Programmed cell death
One of the mechanisms of programmed cell death (PCD) is associated with the appearance of autophagosomes and depends on autophagy proteins. This form of cell death most likely corresponds to a process that has been morphologically defined as autophagic PCD. One question that constantly arises, however, is whether autophagic activity in dying cells is the cause of death or is actually an attempt to prevent it. Morphological and histochemical studies have not so far proved a causative relationship between the autophagic process and cell death. In fact, there have recently been strong arguments that autophagic activity in dying cells might actually be a survival mechanism.[88][89] Studies of the metamorphosis of insects have shown cells undergoing a form of PCD that appears distinct from other forms; these have been proposed as examples of autophagic cell death.[90] Recent pharmacological and biochemical studies have proposed that survival and lethal autophagy can be distinguished by the type and degree of regulatory signaling during stress particularly after viral infection.[91] Although promising, these findings have not been examined in non-viral systems.
Meiosis
Mammalian fetal oocytes face several challenges to survival throughout the stages of meiotic prophase I prior to primordial follicle assembly.[92] Each primordial follicle contains an immature primary oocyte. Before oocytes are enclosed into a primordial follicle, deficiencies of nutrients or growth factors might activate protective autophagy, but this can turn into death of the oocytes if starvation is prolonged.[92]
Exercise
Autophagy is essential for basal homeostasis; it is also extremely important in maintaining muscle homeostasis during physical exercise.[93][94] Autophagy at the molecular level is only partially understood. A study of mice shows that autophagy is important for the ever-changing demands of their nutritional and energy needs, particularly through the metabolic pathways of protein catabolism. In a 2012 study conducted by the University of Texas Southwestern Medical Center in Dallas, mutant mice (with a knock-in mutation of BCL2 phosphorylation sites to produce progeny that showed normal levels of basal autophagy yet were deficient in stress-induced autophagy) were tested to challenge this theory. Results showed that when compared to a control group, these mice illustrated a decrease in endurance and an altered glucose metabolism during acute exercise.[95]
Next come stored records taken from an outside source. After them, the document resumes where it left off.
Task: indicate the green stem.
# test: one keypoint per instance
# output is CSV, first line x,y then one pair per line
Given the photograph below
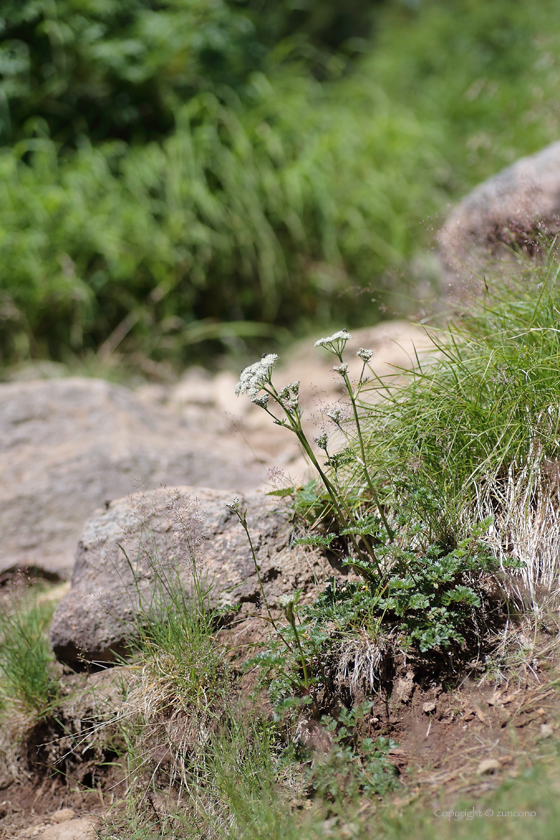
x,y
375,497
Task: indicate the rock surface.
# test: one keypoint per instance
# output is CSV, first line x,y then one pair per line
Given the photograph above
x,y
68,445
160,531
509,211
82,829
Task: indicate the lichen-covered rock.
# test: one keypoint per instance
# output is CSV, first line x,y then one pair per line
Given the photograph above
x,y
509,212
139,549
68,445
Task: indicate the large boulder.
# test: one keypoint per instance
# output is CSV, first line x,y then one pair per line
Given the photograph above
x,y
138,550
69,445
511,212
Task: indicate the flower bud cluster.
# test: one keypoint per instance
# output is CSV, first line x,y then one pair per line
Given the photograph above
x,y
261,400
289,396
254,378
334,343
364,355
335,414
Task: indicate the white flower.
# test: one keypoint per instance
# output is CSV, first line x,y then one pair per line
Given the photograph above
x,y
254,377
234,504
334,343
335,414
365,355
261,400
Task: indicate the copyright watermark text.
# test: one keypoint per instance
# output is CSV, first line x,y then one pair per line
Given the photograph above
x,y
472,814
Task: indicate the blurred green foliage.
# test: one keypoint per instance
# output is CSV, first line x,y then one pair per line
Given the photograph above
x,y
168,167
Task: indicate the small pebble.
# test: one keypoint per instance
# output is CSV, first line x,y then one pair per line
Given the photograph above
x,y
63,815
546,730
488,766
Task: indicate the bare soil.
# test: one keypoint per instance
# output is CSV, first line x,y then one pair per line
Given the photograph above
x,y
453,739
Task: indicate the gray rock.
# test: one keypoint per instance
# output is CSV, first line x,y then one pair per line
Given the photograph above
x,y
69,445
83,829
138,549
508,212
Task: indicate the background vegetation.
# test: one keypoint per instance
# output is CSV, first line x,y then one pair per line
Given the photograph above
x,y
170,166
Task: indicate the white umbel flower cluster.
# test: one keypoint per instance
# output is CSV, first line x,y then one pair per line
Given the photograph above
x,y
254,377
334,343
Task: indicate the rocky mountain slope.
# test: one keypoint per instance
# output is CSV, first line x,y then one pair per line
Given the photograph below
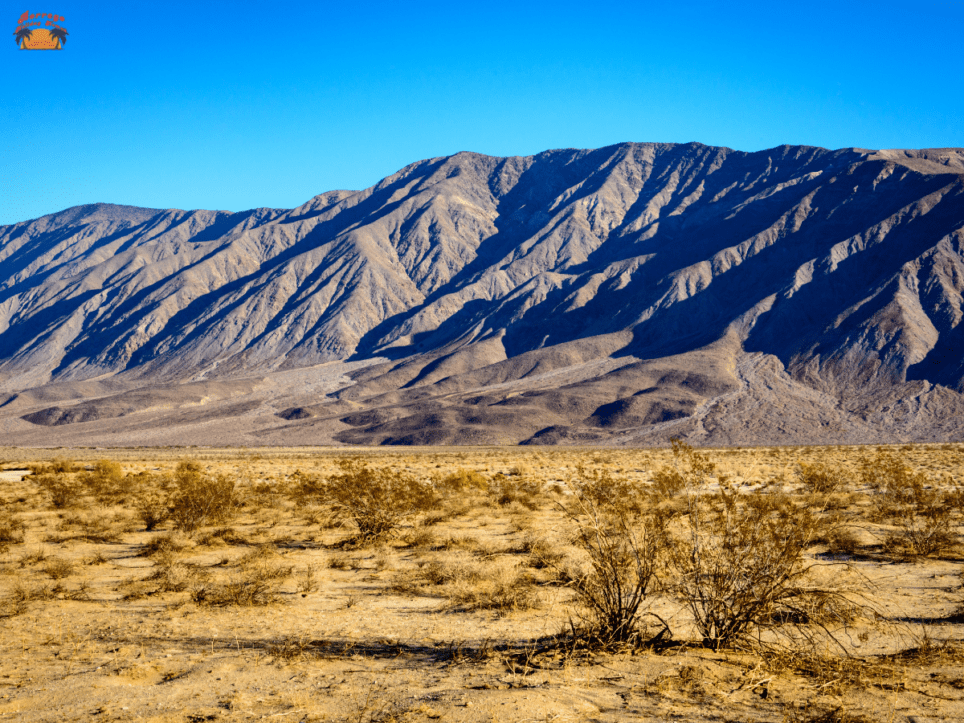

Another study demonstrated that skeletal muscle fibers of collagen VI in knockout mice showed signs of degeneration due to an insufficiency of autophagy which led to an accumulation of damaged mitochondria and excessive cell death.[96] Exercise-induced autophagy was unsuccessful however; but when autophagy was induced artificially post-exercise, the accumulation of damaged organelles in collagen VI deficient muscle fibres was prevented and cellular homeostasis was maintained. Both studies demonstrate that autophagy induction may contribute to the beneficial metabolic effects of exercise and that it is essential in the maintaining of muscle homeostasis during exercise, particularly in collagen VI fibers.[95][94][96]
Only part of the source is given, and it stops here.